So weit ich zurückdenken
kann, war meine früheste kindheitserinnerung ebenfalls eine
feier. Ich feierte meinen vierten geburtstag. Großvater
war zufällig zu besuch, und ich hoffte auf ein geschenk
von ihm.
"Opa, heute habe ich geburtstag!" sagte ich.
"Wie alt bist du denn?" wollte er wissen.
"Ich bin schon vier!"
Dabei streckte ich mich so gut es ging.
"Aha", war sein kommentar.
Letztendlich bin ich damals doch um zehn schillinge und eine
tafel schokolade reicher geworden.
Es vergingen die jahre und
auch die "normalmenschlichen" aber sehr lebensformenden
feiern wie matura, hochzeit mit Herlinde, sowie geburt unserer
kinder Birgit und Claus. Ansonsten gab es in meinem leben bisher
keine überaus wichtige feier. Ach ja, der fünfundzwanzigste
tauchgang!
Wir fuhren mit dem boot zu
abu somas garden. Natürlich wußten meine tauchfreunde
bereits von dem bevorstehenden jubiläum. Alle freuten sich.

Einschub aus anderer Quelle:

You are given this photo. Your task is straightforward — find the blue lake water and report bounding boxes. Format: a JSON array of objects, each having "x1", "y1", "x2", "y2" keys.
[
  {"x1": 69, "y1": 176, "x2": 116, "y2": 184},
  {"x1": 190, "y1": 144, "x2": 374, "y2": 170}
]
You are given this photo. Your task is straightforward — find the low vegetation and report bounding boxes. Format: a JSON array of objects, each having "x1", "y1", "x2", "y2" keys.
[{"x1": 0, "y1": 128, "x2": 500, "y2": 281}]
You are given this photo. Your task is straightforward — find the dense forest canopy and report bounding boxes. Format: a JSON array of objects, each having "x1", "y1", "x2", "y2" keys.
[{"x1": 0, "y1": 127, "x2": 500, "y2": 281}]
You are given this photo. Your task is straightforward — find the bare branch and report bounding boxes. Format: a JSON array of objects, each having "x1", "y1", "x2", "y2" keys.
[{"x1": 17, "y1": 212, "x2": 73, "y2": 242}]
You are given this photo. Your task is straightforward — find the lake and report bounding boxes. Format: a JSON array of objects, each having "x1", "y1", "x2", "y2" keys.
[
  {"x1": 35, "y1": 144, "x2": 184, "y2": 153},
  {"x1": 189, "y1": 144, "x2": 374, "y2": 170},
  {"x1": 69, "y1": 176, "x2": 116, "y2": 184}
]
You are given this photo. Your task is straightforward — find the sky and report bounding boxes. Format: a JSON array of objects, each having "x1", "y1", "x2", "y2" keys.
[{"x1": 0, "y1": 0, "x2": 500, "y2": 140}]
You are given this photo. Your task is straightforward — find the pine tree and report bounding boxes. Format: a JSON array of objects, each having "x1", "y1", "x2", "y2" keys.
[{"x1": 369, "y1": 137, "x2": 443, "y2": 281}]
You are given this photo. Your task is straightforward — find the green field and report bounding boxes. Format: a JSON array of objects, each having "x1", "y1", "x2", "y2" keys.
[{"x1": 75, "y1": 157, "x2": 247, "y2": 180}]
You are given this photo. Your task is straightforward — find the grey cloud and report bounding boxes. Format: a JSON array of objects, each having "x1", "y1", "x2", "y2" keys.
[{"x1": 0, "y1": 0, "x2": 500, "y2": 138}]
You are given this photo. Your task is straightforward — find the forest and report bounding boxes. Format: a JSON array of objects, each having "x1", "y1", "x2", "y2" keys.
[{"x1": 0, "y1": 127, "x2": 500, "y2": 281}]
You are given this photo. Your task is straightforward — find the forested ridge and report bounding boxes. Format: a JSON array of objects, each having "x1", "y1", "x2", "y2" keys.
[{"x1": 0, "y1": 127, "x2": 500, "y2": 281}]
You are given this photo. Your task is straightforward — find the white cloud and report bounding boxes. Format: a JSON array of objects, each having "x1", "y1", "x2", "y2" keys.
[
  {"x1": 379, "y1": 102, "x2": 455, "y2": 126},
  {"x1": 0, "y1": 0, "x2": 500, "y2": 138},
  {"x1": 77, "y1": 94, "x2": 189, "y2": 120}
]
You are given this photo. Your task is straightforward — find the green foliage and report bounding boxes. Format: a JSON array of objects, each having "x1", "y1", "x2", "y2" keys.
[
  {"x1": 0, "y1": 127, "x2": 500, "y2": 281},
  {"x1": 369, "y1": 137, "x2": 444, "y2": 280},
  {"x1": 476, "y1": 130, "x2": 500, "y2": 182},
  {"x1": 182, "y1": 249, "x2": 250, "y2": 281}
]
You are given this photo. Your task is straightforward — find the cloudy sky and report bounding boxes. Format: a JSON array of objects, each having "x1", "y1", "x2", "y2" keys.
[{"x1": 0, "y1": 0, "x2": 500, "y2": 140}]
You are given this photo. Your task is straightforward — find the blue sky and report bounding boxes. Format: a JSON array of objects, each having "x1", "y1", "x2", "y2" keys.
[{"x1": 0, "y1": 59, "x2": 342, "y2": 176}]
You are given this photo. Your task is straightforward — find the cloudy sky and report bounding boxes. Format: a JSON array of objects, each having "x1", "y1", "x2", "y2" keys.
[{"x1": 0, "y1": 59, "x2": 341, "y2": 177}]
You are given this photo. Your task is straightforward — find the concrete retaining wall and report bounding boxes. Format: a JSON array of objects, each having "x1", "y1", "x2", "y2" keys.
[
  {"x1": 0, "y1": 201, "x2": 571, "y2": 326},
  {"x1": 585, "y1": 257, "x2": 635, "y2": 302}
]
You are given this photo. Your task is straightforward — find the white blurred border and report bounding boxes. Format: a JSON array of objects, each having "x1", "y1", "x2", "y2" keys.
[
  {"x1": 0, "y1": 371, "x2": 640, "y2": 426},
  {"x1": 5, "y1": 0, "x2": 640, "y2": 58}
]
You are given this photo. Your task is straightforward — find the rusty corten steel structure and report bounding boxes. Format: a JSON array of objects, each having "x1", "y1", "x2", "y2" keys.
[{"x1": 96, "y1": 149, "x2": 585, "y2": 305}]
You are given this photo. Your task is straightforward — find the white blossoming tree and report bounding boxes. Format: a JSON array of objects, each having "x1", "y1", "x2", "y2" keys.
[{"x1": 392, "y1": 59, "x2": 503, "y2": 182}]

Sogar der bootskapitän spendierte eine extrarunde heißen
pfefferminztee. Meine tauchfreunde begannen ein großes
palaver und erzählten von ihren hundertfünfzig und
zweihundert tauchgängen.
Steve, ein smarter brite meinte,
daß es anläßlich meines jubiläums eine
überraschung für mich gäbe. Als tauchführer
der gruppe bestimmte er, daß dieses mal ich als erster
ins wasser darf. Ich war gerührt. Trotzdem war es für
mich eine gewisse ehre, da ich wegen der dreimaligen inspektion
meiner kameraausrüstung grundsätzlich immer als letzter
fertig wurde.
Nach dem ankern des bootes
beeilte ich mich mit dem anlegen der tauchausrüstung. Ausnahmsweise
checkte ich die kamera nur einmal und sagte zu meinen freunden
ein paar formelle dankesworte. Dann sprang ich in das wasser.
Viel zu schnell wieder an
der wasseroberfläche hörte ich die komplette mannschaft
brüllen: "Congratulaaaation!!!" Alle lachten.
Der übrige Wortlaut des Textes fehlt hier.